A forlorn tale: From wetlands to dry lands

Wetlands per se constitute an ecosystem and wetlands combined with geographical location and topography of a region usually act as a major determinant of the region’s climatic conditions. Wetlands are typically shallow so sunlight can penetrate the surface to facilitate subterranean photosynthesis, making these ecosystems one of the most biologically productive areas on the planet.  It is generally understood that wetlands are flooded by water seasonally, if not perennially and they provide a unique ecosystem for birds, fishes and other aquatic creatures, reduce damaging impacts of flood and most importantly wetlands have always been significant climate regulator. Till the beginning of the 20th century, wetlands abounded in Manipur and there were hundreds of wetlands scattered across Manipur Valley. As a new era of modernisation set in, the number of wetlands got reduced to just about 50 in the 1950’s.  With more and more wetlands reclaimed for different purposes, there are now only around 17 wetlands in the State, and if their current pathetic state is any indication, they will disappear sooner than later. When so many wetlands have disappeared over the years, frequent floods and droughts at irregular intervals is only a natural corollary. Likewise, one cannot put the entire blame for the soaring temperature in Manipur on global climate change or global warming. In addition to rampant deforestation, disappearance of wetlands is another major factor for the soaring temperature.  The report that all wetlands of Manipur except Loktak and Pumlenpat have virtually vanished is a wakeup call for the Government, NGOs, the civil society and the general public to do something significant to save these dying wetlands.

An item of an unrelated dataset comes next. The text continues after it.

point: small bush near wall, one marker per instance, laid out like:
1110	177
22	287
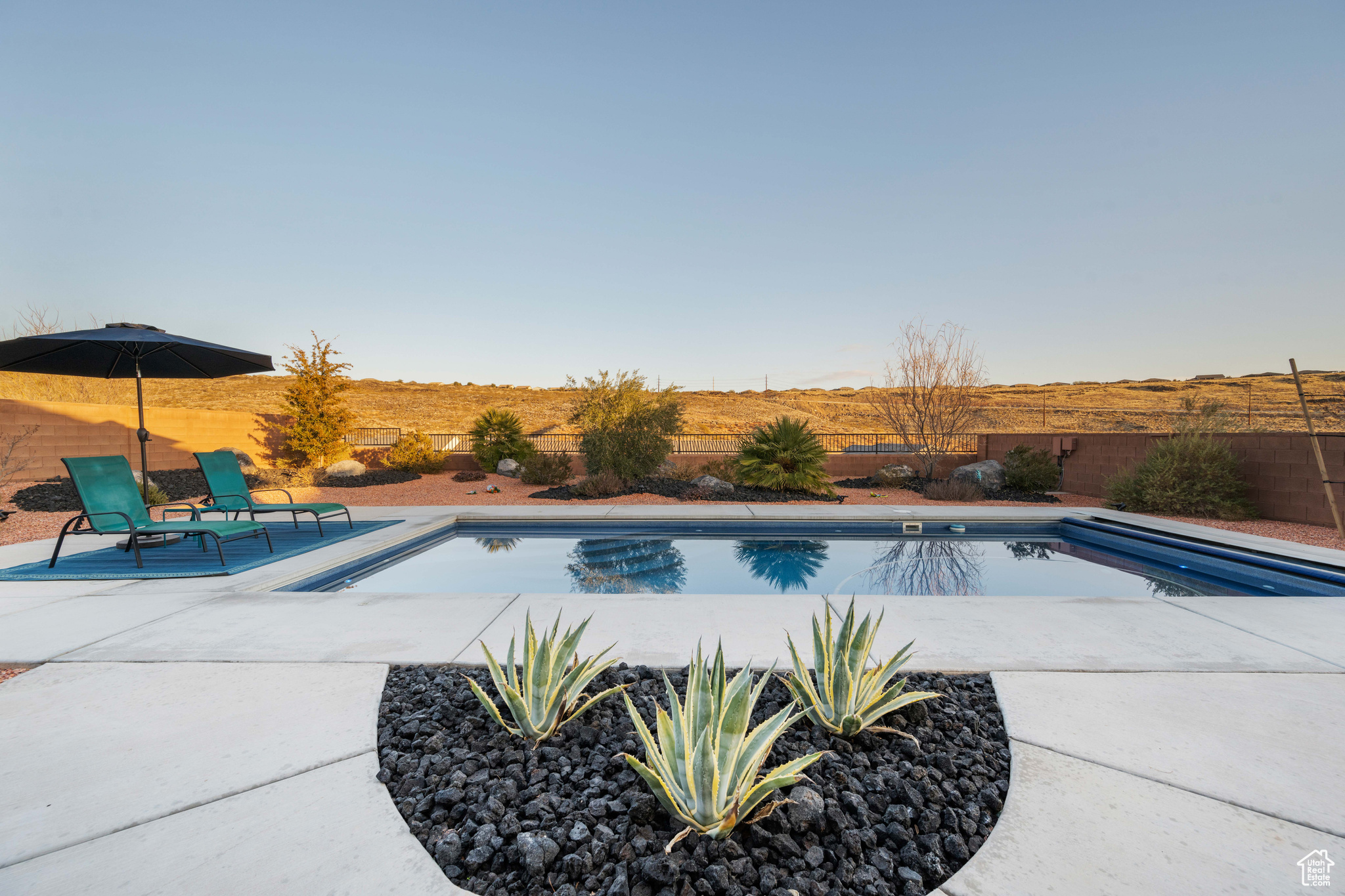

Loktak Lake and the other wetlands which are now fast vanishing have been constant sources of varied aquatic food, in addition to water creatures such as fish, mollusk and others. Legends talk of how various water bodies have supported livelihood of the general populace of Manipur. People living in the vicinity of such water bodies developed skills, which later on became traditional occupation of the area, passed down from generation to generation as forms of knowledge. Then is it the traditional occupation of the people living in the vicinity which has been threatening wetlands or has led to loss of wetlands? Perhaps, people dependent on these wetlands might have harmed them inadvertently, out of compulsion to some small degree.  But it is largely modernisation and urbanisation projects which have taken a very heavy toll on wetlands. Unfortunately, almost all these modernisation and urbanisation projects are directly executed or patronised by the State. Wetlands across the world have been increasingly facing several anthropogenic pressures and Manipur is no exception. Rapidly expanding human population, large scale changes in land use/land cover, multiple development projects and improper use of watersheds have caused serious impacts on wetlands. As such, it is these areas which the State, NGOs, the civil society and the general public must pay extra attention if the vanishing wetlands of the State must be saved. It is a hard fact that our ecosystems have been shrinking exponentially as the wetlands vanish one after another. If conservation measures are not taken up at the right earnest with the required dose of political will and dedication, the limited number of wetlands that still exist would vanish sooner than later. Unfortunately, it appears both the Government and the public are conveniently overlooking the fact that it would be impossible to retrieve or regenerate any of the wetlands which are closely associated with our world view and of course, livelihood, if they are once lost completely. It is indeed a forlorn tale of transformation from wetlands to dry lands.